Best Practices for Resource Identification
		    and Access to Representations
      Jonathan Rees (with Alan Ruttenberg and Matthias Samwald)
			   12 February 2007


Abstract

The Semantic Web Health Care and Life Sciences interest group
[citation] would like to agree among itself on conventions for
identifying and accessing web resources.  This document seeks to
surface the problems and possible solutions in this area, and (in a
future draft) to make recommendations targeted for the HCLS community.


Status of this document

Version status: Let's call this draft '0.5', derived from version
'0.1' which was posted on the HCLS wiki on 2006-02-01.

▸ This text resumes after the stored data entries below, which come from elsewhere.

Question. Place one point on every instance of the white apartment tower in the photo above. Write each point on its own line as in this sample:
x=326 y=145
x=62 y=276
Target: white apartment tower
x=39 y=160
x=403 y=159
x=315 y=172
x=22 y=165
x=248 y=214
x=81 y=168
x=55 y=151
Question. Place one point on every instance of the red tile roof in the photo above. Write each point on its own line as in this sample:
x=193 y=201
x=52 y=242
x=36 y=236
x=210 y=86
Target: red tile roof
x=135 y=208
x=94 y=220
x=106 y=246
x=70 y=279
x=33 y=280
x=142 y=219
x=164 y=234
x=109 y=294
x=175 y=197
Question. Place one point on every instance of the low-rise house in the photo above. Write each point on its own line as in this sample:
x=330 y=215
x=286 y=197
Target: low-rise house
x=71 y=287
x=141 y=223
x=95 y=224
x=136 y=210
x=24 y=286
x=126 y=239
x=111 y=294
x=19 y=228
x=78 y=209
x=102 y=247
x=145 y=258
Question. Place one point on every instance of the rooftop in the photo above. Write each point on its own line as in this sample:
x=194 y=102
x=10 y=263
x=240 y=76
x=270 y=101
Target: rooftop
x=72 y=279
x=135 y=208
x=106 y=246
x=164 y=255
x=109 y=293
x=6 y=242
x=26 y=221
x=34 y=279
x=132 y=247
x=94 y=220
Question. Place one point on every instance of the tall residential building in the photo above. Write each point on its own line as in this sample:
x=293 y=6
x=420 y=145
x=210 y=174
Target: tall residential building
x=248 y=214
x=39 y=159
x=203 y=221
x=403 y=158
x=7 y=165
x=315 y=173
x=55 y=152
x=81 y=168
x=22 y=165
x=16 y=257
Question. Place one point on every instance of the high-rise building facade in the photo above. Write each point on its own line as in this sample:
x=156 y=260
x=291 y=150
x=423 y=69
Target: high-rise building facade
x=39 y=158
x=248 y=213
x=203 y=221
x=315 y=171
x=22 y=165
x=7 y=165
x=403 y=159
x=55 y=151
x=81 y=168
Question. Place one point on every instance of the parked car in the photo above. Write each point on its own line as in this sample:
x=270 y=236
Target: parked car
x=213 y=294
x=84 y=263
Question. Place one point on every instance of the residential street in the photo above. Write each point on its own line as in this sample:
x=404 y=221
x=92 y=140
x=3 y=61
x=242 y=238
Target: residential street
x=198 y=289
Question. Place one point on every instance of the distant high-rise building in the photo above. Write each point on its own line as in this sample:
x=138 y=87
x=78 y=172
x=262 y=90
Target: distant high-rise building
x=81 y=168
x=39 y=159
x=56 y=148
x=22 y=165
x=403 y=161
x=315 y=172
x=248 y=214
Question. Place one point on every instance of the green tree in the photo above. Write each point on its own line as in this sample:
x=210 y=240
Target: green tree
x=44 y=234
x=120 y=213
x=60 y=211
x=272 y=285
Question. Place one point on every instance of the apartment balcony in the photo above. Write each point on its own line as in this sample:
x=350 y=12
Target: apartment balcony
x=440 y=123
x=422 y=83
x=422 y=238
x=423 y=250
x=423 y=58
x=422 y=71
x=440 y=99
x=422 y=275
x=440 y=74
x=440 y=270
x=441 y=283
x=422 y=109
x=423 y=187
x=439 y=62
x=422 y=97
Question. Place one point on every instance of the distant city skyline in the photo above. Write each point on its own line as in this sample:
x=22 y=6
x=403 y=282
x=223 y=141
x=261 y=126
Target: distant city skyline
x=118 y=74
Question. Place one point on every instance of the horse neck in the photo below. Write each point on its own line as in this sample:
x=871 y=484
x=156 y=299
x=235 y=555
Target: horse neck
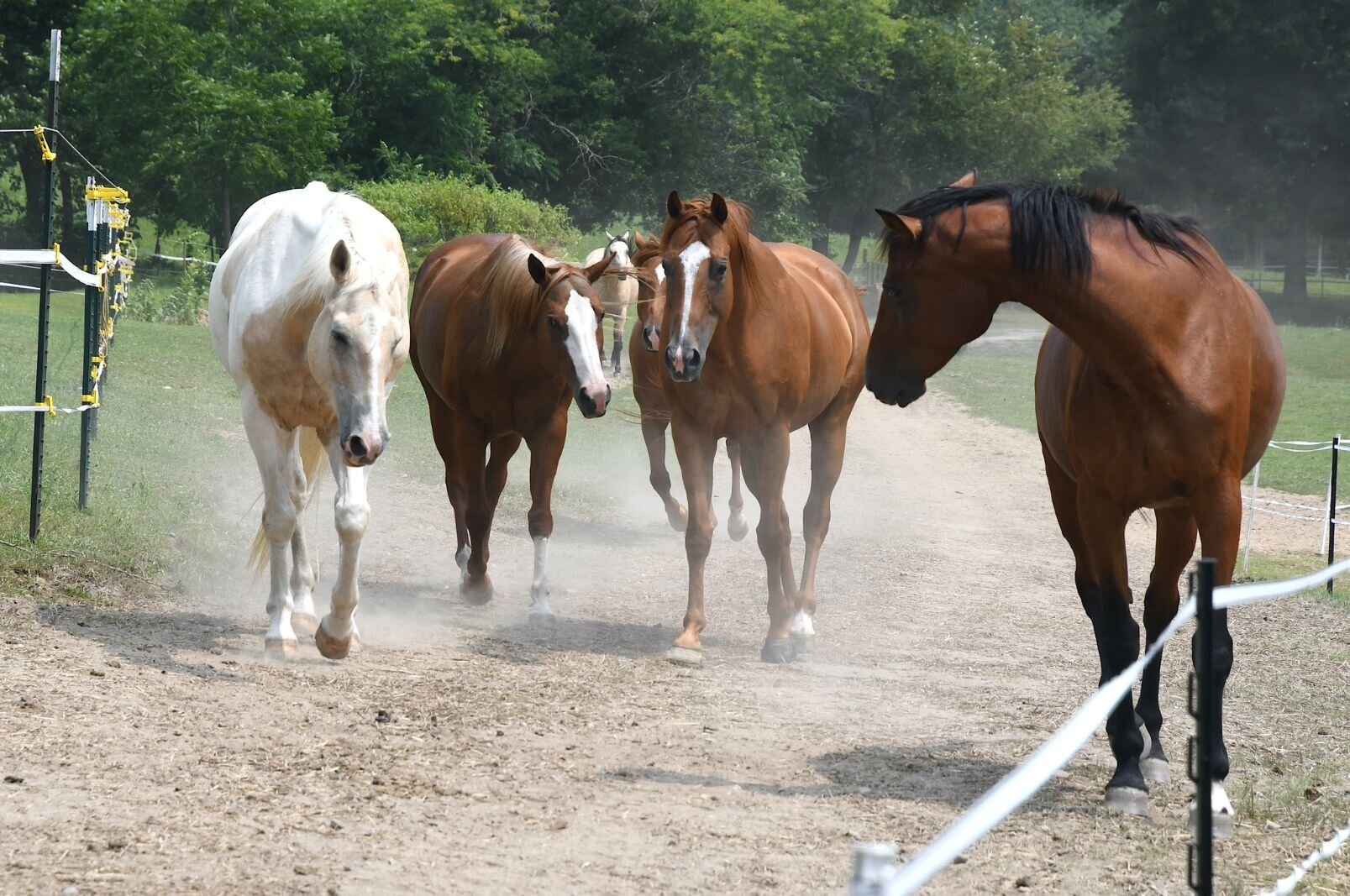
x=1111 y=319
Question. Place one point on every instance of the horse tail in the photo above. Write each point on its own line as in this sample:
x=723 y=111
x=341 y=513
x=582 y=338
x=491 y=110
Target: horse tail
x=313 y=456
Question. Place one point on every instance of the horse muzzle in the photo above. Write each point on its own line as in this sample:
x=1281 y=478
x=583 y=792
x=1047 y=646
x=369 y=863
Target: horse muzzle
x=593 y=402
x=685 y=364
x=362 y=451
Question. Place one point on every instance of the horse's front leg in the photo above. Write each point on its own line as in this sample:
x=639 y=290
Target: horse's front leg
x=275 y=449
x=336 y=633
x=546 y=449
x=696 y=451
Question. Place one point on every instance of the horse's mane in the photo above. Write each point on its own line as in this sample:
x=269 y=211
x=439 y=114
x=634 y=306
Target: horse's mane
x=749 y=254
x=509 y=296
x=1049 y=223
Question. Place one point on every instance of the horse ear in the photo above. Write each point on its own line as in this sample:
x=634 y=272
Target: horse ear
x=536 y=270
x=596 y=270
x=339 y=262
x=967 y=180
x=720 y=209
x=902 y=226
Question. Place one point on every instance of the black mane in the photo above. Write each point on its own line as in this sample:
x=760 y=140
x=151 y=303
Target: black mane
x=1051 y=223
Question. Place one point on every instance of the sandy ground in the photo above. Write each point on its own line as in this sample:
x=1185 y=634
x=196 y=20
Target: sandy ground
x=151 y=748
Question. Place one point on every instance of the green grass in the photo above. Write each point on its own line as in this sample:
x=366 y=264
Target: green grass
x=996 y=380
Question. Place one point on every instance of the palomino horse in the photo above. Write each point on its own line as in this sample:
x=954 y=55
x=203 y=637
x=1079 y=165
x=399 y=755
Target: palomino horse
x=616 y=291
x=760 y=339
x=502 y=339
x=308 y=313
x=649 y=373
x=1158 y=385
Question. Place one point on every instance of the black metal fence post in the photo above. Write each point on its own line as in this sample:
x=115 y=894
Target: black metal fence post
x=1332 y=509
x=1200 y=865
x=92 y=209
x=39 y=420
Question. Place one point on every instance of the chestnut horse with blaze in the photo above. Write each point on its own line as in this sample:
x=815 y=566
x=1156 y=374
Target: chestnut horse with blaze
x=502 y=340
x=760 y=339
x=645 y=364
x=1158 y=385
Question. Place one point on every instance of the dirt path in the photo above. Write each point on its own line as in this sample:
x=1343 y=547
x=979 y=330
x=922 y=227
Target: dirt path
x=160 y=752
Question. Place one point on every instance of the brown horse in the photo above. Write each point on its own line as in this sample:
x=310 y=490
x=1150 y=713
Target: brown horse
x=760 y=339
x=502 y=339
x=1158 y=385
x=645 y=364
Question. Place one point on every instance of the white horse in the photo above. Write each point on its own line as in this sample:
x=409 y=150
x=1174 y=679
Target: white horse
x=616 y=293
x=309 y=315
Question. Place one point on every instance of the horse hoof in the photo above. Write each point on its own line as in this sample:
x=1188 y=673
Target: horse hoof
x=281 y=648
x=803 y=642
x=685 y=656
x=304 y=622
x=1127 y=800
x=329 y=647
x=1156 y=771
x=477 y=593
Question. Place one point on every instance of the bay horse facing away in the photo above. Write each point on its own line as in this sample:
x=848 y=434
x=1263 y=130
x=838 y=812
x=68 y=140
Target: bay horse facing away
x=616 y=293
x=502 y=340
x=308 y=313
x=649 y=371
x=1158 y=385
x=760 y=339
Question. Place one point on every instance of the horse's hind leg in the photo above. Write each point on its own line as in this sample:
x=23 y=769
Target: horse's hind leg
x=1219 y=517
x=336 y=633
x=443 y=433
x=1095 y=532
x=1174 y=544
x=736 y=528
x=275 y=448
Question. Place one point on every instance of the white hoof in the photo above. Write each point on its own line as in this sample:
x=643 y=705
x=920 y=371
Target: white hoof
x=1222 y=813
x=1127 y=800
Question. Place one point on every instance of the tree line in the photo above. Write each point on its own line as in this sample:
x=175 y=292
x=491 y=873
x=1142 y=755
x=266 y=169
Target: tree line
x=811 y=111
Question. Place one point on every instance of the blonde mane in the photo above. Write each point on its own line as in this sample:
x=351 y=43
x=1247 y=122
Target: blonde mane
x=508 y=295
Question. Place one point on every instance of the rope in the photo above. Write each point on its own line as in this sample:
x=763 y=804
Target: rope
x=1327 y=849
x=1054 y=753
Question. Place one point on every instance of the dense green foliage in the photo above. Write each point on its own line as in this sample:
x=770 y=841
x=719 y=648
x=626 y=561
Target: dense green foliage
x=812 y=111
x=429 y=211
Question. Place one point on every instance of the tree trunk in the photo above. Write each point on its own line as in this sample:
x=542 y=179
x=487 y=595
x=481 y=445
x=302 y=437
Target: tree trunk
x=1296 y=254
x=34 y=186
x=855 y=240
x=226 y=219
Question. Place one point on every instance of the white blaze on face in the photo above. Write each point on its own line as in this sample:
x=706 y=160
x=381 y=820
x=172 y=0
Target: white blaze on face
x=694 y=255
x=580 y=343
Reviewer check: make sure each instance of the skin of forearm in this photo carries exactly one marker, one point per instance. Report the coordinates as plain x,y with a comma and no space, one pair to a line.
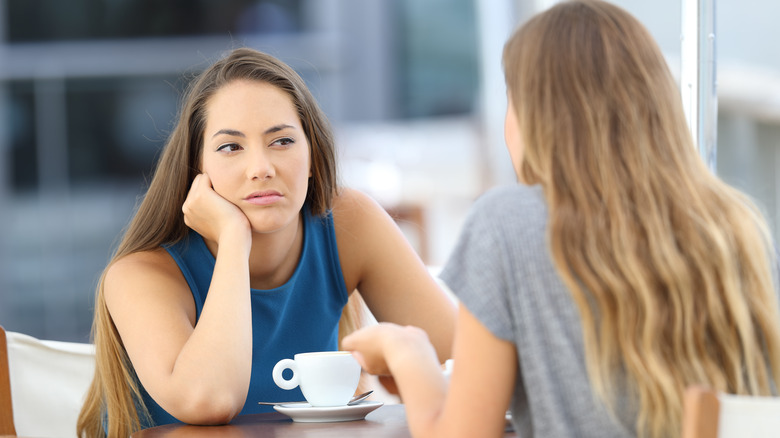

Still very rough.  Not yet adequately reviewed by AR or MS.  I will
convert this to HTML and format it as a W3C "Interest Group Technical
Note" when it is closer to being done.

I've written much of this for myself, and once a few more people have
seen it and there is some more progress, I should be able to excise
much of the text.

Parts of this document are based on Alan Ruttenberg's
presentation at the HCLS face-to-face meeting in October 2006:
http://tinyurl.com/y5tmud


Terminology

I rely on definitions from "Architecture of the WWW, Volume One"
[http://www.w3.org/TR/webarch/], in particular:

- Uniform Resource Identifier (URI):
  A global identifier in the context of the World Wide Web.

- Resource: Anything that might be identified by a URI.

- Representation: Data that encodes information about resource state.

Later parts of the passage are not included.